Alors que la catastrophe humanitaire fait ressurgir des tensions internes, pour les rivaux de l’Iran, l’Arabie saoudite et les Émirats, ce drame offre un contexte propice pour tenter d’influer sur l’opinion libanaise et retourner une partie de la base sociale du Hezbollah contre lui.

Le traitement médiatique de chaînes saoudiennes, à l’exemple d’Al arabiya, a par ailleurs mis en lumière les réserves de Riyad vis-à-vis des positions prises par le président français, lors de sa visite à Beyrouth, espérant sans doute une réaction plus ferme à l’égard du Hezbollah.

Mais Emmanuel Macron ne s’est pas rallié spontanément à la position de Washington et à déployé des efforts de conciliation entre les sensibilités politiques différentes invitant les chefs de tous les groupes parlementaires à s’asseoir avec lui, le 6 août dernier.

Un effort de médiation

À l’issue de cette rencontre, le tête à tête de Macron avec le chef du groupe du Hezbollah, Mohammad Raad, a marqué, à la fois, sa différence d’approche avec Washington qui ne reconnaît ni le Hezbollah, ni le gouvernement démissionnaire de Hassan Diab considéré comme étant sous l’influence de l’organisation, et son intention de jouer les médiateurs entre Washington et la partie libanaise.

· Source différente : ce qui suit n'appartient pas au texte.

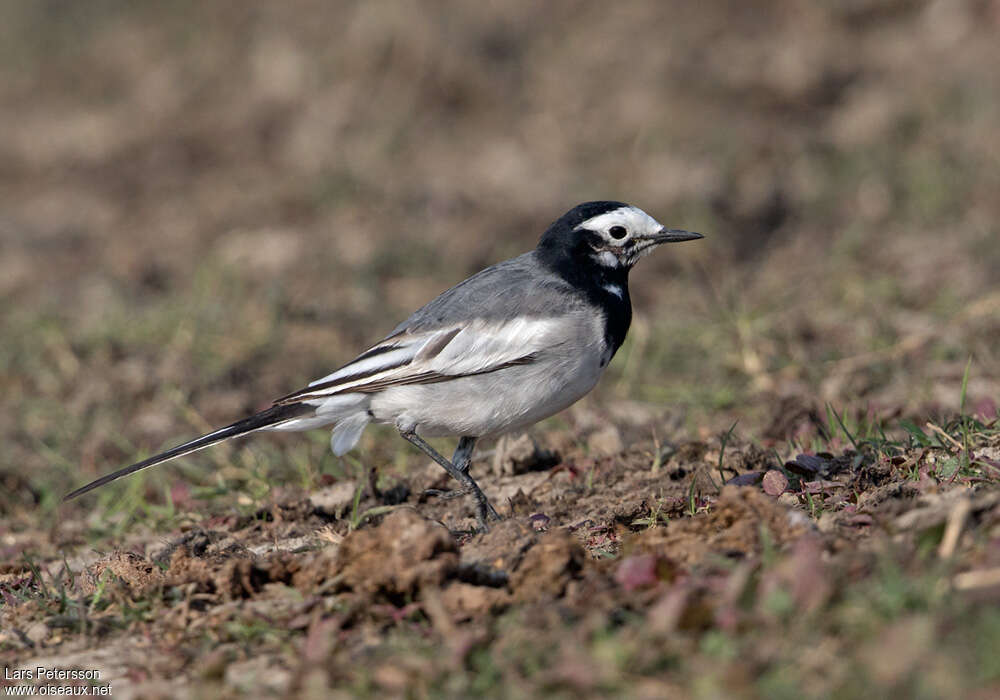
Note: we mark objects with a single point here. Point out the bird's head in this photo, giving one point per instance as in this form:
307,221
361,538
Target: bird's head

Lors de son entretien téléphonique avec Donald Trump, le 7 août, le président français n’a pas manquer de souligner à son homologue « que la politique de sanctions et de désertion américaine, ainsi que la fin de l’aide des pays du Golfe, faisait le jeu de l’Iran et du Hezbollah au Liban ».

De leurs côtés, Saoudiens et Émiratis ont exigé, lors de la réunion dimanche des donateurs internationaux en soutien au Liban, que l’aide soit accordée directement aux Libanais sans passer par les institutions étatiques.

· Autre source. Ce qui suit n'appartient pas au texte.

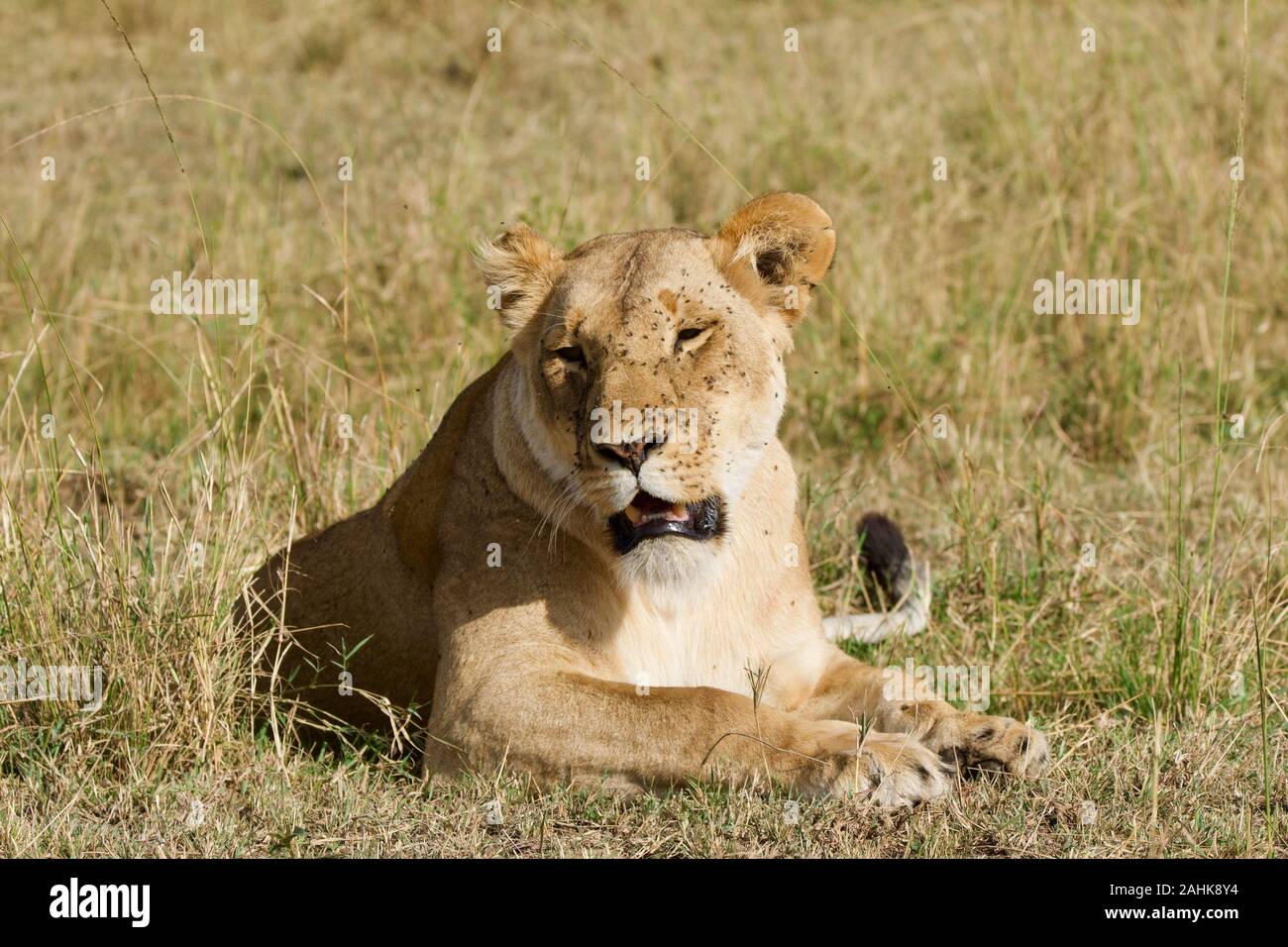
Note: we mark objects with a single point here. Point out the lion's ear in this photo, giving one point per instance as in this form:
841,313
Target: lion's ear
776,249
520,269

Cette aide pourrait également servir de levier pour l’imposition d’autres conditionnalités politiques comme des garanties sur le contrôle de la frontière entre le Liban et la Syrie pour empêcher l’entrée des armes du Hezbollah.

Un tourbillon de violences

Dans ce climat tendu, le tribunal spécial pour le Liban, devrait rendre prochainement son verdict quant au procès de quatre personnes accusées d’avoir fomenté l’assassinat de l’ex-Premier ministre libanais Rafic Hariri le 14 février 2005.

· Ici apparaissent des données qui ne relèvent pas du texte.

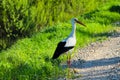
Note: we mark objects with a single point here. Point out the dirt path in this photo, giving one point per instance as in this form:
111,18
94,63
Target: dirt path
98,61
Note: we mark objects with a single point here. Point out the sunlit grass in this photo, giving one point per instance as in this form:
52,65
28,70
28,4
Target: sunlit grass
30,58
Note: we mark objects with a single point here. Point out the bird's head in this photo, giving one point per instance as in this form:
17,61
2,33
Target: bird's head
75,20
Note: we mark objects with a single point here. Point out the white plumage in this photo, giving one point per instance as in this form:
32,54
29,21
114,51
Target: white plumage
68,43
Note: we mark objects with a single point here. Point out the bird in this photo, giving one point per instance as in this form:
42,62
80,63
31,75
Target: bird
67,44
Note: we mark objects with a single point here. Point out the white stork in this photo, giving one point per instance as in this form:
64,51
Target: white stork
68,43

Cet assassinat a entraîné une extrême instabilité au Liban et la polarisation excessive du paysage politique entre le mouvement du 8 mars (pro-syrien) et celui du 14 mars réclamant le départ des troupes syriennes, sur fond de bras de fer géopolitique entre l’Arabie saoudite et l’Iran.

Dans le contexte actuel, un verdict d’inculpation de membres du Hezbollah pourrait renforcer la pression en interne et la volonté des adversaires politiques alliés à des puissances rivales de l’Iran d’isoler davantage l’organisation. Cela risque d’entraîner le pays dans une spirale de violences à l’heure où la priorité est de définir les responsabilités, de produire un changement qualitatif dans la gestion des institutions publiques et de s’accorder sur les modalités de la reconstruction d’un pays ruiné et à bout de souffle.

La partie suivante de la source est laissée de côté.